Die beiden Universitäten in Rostock und Greifswald fürchten keinen Wirtschaftsprüfer und keinen Landesrechnungshof, behauptet der Grünen-Politiker Johannes Saalfeld. Denn sie hätten die hohen Kosten ihrer – laut Saalfeld – berechtigten Forderungen an den Bildungsminister und an das Land sehr wohl richtig berechnet.
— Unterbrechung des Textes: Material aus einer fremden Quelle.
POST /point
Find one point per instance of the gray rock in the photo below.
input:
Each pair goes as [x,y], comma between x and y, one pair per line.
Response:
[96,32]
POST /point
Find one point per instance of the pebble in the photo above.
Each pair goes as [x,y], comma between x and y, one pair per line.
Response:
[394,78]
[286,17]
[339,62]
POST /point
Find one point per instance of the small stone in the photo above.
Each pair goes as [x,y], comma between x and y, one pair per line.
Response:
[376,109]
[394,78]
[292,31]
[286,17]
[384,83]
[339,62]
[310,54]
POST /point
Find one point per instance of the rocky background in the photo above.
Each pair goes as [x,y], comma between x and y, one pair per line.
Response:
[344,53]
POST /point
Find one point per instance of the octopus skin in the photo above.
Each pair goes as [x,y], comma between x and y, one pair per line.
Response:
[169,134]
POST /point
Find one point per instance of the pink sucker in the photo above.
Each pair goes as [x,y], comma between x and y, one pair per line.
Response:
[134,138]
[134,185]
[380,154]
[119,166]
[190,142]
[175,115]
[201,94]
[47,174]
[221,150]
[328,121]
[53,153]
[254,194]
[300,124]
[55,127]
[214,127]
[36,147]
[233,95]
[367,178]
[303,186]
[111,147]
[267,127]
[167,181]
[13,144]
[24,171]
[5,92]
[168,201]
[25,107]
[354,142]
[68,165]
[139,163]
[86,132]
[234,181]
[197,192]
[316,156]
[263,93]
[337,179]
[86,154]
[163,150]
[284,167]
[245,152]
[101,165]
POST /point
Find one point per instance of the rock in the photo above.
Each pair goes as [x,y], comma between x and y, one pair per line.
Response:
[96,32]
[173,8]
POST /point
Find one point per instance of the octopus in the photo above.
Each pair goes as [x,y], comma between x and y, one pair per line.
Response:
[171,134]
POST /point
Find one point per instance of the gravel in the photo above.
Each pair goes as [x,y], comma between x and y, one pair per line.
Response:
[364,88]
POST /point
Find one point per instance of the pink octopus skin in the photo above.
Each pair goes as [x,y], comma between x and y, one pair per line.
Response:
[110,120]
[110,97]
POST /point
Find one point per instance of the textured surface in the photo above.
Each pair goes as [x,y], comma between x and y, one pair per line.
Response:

Auch Minister Mathias Brodkorb fürchtet keine Hochschul-Finanzgutachter, vertraut er doch bislang den Rechenkünsten seiner Mitarbeiter im Ministerium – auch wenn diese andere Dinge berechnet haben als die Universitäten. Wenn beide Seiten derart selbstsicher die Prüfer begrüßen, ist scheinbar abzusehen, dass beide am Ende das Prüfergebnis in ihrem Sinne positiv interpretieren werden – und eine Lösung des Streits nur verschoben wird. Dennoch könnte es sich lohnen, einen Dritten in den Ring zu schicken. Nicht um den Kontrahenten das Rechnen beizubringen, sondern um den Unis und dem Ministerium einen gemeinsamen Weg aus dem Dschungel der Ansprüche und der Hochschulfinanzierungs-Möglichkeiten zu zeigen. Allein, so hat es den Anschein, werden sie es derzeit nicht schaffen.